I want get a matrix of random values with zero on main diagonal. Then the following codes work to integer values, but I actually want float value.

def matriz_custo(n):
    numeros = sample(range(35,120+1),(n-1)*n)
    c = np.array([numeros[i:i+n] for i in range(0,len(numeros),n)])
    np.fill_diagonal(c, 0)
    c[0][n-1] = 0
    return (c)

so I tried:

def matriz_custo_new(n):
    numeros = np.random.uniform(low=27.32, high=37.25, size=(n-1,n))
    c = np.array([numeros[i:i+n] for i in range(0,len(numeros),n)])
    r = np.arange(n-1)
    c[:,r,r] = np.inf
    c[0][n-1] = 0
    return (c)

then happen to create a extra dimension.

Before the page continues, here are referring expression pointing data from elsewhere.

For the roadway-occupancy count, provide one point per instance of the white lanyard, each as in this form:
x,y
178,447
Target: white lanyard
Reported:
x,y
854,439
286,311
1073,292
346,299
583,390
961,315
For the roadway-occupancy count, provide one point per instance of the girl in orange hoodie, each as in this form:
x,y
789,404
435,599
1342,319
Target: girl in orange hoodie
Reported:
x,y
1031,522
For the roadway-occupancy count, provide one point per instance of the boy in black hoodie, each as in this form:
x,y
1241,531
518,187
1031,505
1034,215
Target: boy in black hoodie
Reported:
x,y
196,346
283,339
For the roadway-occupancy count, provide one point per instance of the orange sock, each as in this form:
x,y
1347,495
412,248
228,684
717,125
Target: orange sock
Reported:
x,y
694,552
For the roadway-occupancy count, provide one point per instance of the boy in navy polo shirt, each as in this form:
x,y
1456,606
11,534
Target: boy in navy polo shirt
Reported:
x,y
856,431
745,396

I want to access it like c[0][0], otherwise I have to change all of my code.

[EDIT]

I get it now! :

    def matriz_custo_new(n):
        numeros = np.random.uniform(low=27.32, high=37.25, size=((n-1)*n,))
        c = np.array([numeros[i:i+n] for i in range(0,len(numeros),n)])
        r = np.arange(n-1)
        c[r,r] = 0
        c[0][n-1] = 0
        return (c)

Solution

  • The fill_diagonal function in the NumPy package you're using will allow you to fill the diagonal of any array regardless of its dimension.

    import numpy as np
    
    # Generates a 5x5 matrix/nested list of random float values
    matrix = np.random.rand(5, 5)
    
    # Sets diagonal values to zero
    np.fill_diagonal(matrix, 0)
    
    print(matrix)
    
    # Example Matrix
    [[0.         0.50388405 0.62069521 0.93842045 0.75608882]
     [0.35300814 0.         0.48357286 0.59268458 0.15213251]
     [0.63591576 0.61143272 0.         0.91271144 0.53997033]
     [0.01979816 0.66435396 0.03416005 0.         0.02524777]
     [0.62694323 0.02307084 0.32458185 0.7663526  0.        ]]
    
    # Accessing specific elements
    matrix[1][3]
    0.5926845768187102
    
    

    Documentation here on the functionality. Cheers!